Aber die Anwendung von KI in Expertensystemen könnte für die weitere wirtschaftliche und technologische Entwicklung als noch weit, weit bedeutender herausstellen, als es bisher abzusehen ist. Expertensysteme können Lösungen komplexer Probleme in fast jedem Fachgebiet zur Verfügung stellen. Sie können auch Handlungsempfehlungen liefern.
Lösungen komplexer Probleme aus vorgegebenem Wissen
Lösungen und Empfehlungen leiten sie mittels Künstlicher Intelligenz (KI) aus einer vorgegebenen Wissensbasis ab. Das ist prinzipiell in jedem Bereich menschlicher Aktivität möglich, in dem ausreichende Daten vorliegen und ein wirtschaftliches oder Forschungsinteresse besteht. Sprachmodelle und Bilderzeugung sind da lediglich zwei von fast unendlich vielen Anwendungsmöglichkeiten.
Denn gerade hat ein KI-gestütztes Expertensystem nun innerhalb von nur drei Monaten einen superstarken Magneten ohne den Einsatz Seltener Erden entwickelt. In diesem kleinen Vierteljahr wurde der neue Magnet nicht nur entworfen und synthetisiert, sondern sogar schon getestet.
Dafür analysierte die KI über 100 Millionen mögliche Zusammensetzungen von Magneten ohne Seltene Erden und ermittelte dabei nicht nur die potenzielle Leistung, sondern auch die Sicherheit der möglichen Lieferketten sowie die Herstellungskosten und erwog Umweltaspekte.
Geopolitik und Grüne Zukunft
Seltene Erden sind (bisher) unverzichtbare Bestandteile moderner Geräte und Elektrotechnologien - darunter Autos, Transformatoren, Windturbinen und Solarpaneele. Starke Dauermagneten werden in Haushaltsgeräten wie Kühlschrank, Mikrowelle und Elektroventilatoren, in Computern und Druckern und selbstverständlich im militärischen Bereich verbaut. Die Rohstoffe aus dem Boden zu holen und zu raffinieren, kostet viel Geld, Energie und verursacht hohe Umweltbelastungen.
Technologien, die ohne diese strategischen Metalle auskommen, können helfen, den Übergang zu einer grüneren Zukunft zu beschleunigen. Sie sind nämlich bedeutend preiswerter: Nach Angaben des britischen Herstellers Materials Nexus liegen die Materialkosten im Vergleich zu herkömmlichen Magneten bei 20 Prozent, und bei der Herstellung werden die Kohlenstoffemissionen um 70 Prozent reduziert.

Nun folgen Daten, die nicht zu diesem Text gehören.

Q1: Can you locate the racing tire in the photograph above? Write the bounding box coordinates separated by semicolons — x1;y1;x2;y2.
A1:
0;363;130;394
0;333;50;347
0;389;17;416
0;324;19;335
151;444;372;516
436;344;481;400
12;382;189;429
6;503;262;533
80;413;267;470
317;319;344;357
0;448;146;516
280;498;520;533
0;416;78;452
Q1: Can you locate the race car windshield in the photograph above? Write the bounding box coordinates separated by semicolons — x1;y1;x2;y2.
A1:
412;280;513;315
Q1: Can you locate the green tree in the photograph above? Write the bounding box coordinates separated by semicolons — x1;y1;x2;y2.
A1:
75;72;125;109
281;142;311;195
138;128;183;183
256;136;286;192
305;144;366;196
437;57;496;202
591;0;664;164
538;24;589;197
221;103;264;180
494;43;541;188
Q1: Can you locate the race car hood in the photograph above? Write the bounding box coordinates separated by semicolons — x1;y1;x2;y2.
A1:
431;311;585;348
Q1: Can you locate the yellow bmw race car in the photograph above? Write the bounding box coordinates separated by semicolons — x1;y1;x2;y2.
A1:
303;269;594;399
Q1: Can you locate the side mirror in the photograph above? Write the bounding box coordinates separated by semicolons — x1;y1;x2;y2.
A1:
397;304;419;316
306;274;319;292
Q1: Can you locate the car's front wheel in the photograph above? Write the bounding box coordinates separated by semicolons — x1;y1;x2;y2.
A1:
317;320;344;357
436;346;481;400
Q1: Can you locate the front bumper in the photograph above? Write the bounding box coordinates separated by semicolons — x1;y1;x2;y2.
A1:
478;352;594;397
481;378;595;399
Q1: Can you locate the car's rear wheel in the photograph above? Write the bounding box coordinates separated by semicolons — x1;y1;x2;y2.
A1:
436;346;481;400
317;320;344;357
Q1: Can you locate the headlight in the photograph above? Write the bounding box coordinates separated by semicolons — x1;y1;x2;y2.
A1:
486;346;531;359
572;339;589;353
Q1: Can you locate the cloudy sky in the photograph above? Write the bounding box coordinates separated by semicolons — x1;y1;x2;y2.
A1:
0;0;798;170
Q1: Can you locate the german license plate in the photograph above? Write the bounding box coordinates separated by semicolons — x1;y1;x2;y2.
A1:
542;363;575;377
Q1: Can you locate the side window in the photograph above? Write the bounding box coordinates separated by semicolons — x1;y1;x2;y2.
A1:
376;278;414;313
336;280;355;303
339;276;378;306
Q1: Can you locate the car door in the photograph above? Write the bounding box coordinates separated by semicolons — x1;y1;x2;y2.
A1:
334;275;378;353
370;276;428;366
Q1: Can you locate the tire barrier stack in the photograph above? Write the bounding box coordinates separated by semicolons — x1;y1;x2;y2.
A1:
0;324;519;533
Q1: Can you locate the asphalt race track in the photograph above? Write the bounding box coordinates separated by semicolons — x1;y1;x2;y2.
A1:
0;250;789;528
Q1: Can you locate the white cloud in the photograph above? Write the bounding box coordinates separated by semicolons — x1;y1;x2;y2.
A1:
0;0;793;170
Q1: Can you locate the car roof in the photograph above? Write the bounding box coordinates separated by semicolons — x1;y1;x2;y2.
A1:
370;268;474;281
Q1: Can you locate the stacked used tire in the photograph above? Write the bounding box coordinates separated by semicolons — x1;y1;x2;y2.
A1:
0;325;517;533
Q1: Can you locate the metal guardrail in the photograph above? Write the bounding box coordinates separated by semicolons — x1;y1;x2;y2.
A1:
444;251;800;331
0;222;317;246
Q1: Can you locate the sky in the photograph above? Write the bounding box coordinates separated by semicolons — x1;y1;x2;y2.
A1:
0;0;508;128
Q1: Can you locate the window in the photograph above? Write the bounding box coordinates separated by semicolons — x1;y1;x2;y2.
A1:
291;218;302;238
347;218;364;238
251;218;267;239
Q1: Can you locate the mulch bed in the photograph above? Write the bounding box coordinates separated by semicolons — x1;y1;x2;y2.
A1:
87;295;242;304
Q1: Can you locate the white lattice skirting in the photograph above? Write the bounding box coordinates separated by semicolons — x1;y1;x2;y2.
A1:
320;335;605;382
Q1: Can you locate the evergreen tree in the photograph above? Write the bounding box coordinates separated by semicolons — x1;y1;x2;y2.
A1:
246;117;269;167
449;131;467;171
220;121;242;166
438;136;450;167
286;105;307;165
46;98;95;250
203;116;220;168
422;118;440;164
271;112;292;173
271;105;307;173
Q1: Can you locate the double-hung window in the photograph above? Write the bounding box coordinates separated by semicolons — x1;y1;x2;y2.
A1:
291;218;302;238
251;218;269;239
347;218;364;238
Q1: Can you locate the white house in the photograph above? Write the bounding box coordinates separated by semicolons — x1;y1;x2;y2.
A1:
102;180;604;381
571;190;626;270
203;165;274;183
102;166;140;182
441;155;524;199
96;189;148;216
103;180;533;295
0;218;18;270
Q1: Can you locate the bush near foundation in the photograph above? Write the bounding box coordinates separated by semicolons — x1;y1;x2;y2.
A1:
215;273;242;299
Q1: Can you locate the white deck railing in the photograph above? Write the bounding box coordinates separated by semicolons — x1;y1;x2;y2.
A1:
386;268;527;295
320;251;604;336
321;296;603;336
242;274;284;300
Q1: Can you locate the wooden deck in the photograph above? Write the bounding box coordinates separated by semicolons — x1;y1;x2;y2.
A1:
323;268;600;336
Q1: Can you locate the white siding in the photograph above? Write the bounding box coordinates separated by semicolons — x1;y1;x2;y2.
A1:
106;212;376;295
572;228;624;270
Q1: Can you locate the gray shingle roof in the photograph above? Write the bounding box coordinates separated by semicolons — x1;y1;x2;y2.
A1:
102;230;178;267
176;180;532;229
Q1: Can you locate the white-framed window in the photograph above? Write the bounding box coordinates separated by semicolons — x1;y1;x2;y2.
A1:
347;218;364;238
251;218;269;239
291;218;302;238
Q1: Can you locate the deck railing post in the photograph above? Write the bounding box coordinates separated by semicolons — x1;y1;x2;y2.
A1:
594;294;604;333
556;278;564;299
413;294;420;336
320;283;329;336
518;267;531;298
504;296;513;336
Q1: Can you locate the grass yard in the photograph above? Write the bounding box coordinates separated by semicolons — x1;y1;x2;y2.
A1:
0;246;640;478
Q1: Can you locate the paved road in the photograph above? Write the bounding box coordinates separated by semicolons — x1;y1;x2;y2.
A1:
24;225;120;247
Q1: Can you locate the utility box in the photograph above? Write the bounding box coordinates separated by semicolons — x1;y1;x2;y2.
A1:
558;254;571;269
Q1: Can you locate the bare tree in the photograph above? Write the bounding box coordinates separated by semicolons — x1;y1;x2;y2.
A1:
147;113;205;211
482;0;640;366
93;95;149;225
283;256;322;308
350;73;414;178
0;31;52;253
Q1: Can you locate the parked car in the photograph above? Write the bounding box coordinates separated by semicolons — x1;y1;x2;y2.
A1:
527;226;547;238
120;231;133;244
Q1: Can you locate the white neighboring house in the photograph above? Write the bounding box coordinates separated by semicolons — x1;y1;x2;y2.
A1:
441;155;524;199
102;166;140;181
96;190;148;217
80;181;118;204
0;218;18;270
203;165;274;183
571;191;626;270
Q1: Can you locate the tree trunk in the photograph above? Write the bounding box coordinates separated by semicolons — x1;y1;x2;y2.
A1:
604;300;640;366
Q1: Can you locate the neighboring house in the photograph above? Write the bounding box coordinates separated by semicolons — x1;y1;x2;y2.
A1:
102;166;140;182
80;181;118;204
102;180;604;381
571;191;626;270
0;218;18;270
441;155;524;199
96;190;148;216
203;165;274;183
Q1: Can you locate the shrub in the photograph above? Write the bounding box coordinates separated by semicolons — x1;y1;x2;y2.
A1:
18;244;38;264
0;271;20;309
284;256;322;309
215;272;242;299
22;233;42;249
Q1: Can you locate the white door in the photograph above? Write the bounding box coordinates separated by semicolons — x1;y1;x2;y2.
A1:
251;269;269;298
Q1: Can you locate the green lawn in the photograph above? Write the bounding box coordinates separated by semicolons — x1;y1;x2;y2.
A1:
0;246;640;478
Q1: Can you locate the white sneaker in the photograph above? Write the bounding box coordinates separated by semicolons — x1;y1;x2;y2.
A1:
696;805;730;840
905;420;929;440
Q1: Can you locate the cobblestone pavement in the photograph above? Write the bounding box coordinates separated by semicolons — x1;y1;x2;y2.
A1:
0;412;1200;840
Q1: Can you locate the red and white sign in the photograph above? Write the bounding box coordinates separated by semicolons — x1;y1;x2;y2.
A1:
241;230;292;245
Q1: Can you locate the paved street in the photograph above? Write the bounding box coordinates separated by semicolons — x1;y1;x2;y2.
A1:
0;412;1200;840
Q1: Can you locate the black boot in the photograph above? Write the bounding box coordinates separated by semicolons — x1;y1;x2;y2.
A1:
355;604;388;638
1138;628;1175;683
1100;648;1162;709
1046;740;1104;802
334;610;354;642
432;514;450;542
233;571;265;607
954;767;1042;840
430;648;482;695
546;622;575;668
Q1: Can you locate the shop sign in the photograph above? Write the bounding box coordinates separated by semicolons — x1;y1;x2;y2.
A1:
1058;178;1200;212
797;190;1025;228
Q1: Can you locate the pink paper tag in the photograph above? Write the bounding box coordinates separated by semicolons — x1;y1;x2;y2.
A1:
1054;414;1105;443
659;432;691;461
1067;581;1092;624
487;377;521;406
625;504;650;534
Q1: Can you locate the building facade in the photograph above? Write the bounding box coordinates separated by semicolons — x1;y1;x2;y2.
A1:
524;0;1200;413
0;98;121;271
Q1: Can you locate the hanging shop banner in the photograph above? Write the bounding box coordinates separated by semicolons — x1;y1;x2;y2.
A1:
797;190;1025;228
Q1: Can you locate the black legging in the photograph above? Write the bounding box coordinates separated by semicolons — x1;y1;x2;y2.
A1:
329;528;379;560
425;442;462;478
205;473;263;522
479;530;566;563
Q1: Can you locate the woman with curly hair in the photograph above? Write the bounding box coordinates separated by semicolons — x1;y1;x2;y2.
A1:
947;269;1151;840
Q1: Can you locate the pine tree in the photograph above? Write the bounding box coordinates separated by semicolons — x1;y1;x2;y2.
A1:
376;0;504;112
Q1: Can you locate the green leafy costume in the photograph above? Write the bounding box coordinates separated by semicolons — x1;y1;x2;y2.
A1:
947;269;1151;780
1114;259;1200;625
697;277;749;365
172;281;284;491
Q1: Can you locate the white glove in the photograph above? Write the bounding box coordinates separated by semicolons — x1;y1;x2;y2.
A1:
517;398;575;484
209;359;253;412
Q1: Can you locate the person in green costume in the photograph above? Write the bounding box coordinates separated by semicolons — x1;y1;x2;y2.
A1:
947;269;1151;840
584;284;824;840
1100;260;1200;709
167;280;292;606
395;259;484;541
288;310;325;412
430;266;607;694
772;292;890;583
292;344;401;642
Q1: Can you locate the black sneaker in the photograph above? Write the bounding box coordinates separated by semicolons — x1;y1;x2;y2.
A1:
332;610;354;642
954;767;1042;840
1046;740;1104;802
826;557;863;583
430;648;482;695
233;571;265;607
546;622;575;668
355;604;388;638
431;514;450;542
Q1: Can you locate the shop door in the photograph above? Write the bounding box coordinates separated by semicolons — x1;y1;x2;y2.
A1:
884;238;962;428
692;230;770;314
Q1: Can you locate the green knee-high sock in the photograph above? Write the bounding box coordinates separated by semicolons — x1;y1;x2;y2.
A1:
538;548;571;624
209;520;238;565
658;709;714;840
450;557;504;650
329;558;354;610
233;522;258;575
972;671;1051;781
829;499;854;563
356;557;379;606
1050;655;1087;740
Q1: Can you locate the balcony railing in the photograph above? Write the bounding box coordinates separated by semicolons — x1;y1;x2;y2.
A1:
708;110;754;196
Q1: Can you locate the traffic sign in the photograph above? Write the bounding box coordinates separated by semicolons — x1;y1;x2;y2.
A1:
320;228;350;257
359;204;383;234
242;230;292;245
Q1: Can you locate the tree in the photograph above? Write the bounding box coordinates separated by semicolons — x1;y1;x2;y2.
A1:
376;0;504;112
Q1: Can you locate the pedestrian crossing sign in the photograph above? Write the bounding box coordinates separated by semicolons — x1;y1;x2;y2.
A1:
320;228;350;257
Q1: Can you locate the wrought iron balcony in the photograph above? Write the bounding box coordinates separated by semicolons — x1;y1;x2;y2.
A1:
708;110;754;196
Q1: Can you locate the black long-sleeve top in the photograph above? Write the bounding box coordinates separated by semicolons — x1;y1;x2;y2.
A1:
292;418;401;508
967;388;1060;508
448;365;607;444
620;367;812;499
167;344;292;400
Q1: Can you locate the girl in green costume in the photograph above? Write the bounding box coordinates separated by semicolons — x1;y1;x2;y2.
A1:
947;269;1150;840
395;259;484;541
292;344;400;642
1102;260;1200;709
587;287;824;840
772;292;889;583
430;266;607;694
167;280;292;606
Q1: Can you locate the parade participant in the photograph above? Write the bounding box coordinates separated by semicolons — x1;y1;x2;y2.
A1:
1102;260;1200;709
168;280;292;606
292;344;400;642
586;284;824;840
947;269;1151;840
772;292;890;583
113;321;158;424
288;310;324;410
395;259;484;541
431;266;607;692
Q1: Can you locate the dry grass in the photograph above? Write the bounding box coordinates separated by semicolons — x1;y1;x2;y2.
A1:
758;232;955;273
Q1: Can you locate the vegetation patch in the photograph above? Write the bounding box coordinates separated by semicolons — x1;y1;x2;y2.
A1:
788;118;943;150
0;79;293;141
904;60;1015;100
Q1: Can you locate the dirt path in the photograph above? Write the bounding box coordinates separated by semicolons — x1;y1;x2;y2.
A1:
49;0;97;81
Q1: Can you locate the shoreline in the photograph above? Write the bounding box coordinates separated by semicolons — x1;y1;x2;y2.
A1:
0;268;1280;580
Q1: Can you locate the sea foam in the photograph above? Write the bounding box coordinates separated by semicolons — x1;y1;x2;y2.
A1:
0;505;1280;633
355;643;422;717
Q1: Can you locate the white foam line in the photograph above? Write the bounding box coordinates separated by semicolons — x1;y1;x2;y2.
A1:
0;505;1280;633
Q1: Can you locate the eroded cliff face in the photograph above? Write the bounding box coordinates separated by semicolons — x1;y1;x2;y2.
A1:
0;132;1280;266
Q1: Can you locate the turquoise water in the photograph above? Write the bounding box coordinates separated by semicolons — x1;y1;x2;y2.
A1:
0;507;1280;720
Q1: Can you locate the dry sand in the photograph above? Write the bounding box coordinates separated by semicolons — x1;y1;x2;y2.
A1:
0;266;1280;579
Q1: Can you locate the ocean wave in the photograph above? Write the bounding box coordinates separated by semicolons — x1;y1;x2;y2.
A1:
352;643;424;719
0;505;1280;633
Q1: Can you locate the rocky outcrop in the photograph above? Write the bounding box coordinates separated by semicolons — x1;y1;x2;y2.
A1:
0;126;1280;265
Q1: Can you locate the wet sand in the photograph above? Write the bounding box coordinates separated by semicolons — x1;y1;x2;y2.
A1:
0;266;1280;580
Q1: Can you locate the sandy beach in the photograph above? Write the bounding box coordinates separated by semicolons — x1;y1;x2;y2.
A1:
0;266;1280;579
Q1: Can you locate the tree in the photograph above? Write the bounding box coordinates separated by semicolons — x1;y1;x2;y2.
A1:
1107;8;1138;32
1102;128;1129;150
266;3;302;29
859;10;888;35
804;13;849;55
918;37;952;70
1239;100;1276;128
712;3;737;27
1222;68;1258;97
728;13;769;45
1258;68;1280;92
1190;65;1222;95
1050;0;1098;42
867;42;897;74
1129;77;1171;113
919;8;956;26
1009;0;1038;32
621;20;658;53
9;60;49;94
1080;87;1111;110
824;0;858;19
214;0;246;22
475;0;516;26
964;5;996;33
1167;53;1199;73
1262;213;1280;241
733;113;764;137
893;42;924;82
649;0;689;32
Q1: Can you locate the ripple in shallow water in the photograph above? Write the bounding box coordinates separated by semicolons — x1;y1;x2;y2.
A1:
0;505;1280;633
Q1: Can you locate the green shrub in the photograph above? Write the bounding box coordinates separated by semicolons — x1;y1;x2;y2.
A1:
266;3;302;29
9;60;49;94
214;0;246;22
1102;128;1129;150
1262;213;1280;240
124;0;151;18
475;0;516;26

Selbstverständlich hat eine solche Entwicklung auch geopolitische und geowirtschaftliche Auswirkungen, denn die allermeisten Seltenen Erden werden in der Volksrepublik China raffiniert. Das gibt Peking im aktuellen Wirtschaftskrieg ein gewichtiges Druckmittel in die Hand.
Entwicklung um den Faktor 200 beschleunigt
Der nun vorgestellte Magnet ist zwar nicht der erste seiner Art, aber die Entdeckung derartiger Materialien erfordert bisher viele, viele Versuche und konnte sogar Jahrzehnte dauern. Der Einsatz von KI beschleunigt alles um etwa das 200-fache.
KI-gestütztes Materialdesign wird sich nicht nur auf die Magnetik, sondern auf den gesamten Bereich der Materialwissenschaft auswirken.
Jonathan Bean, CEO von Materials Nexus
Materials Nexus hat nach eigenen Angaben "jetzt eine skalierbare Methode für das Design neuer Materialien für alle Arten von industriellen Anforderungen gefunden". Das Unternehmen geht davon aus, dass ähnliche Techniken auch für die Entwicklung anderer Geräte und Komponenten verwendet werden könnten.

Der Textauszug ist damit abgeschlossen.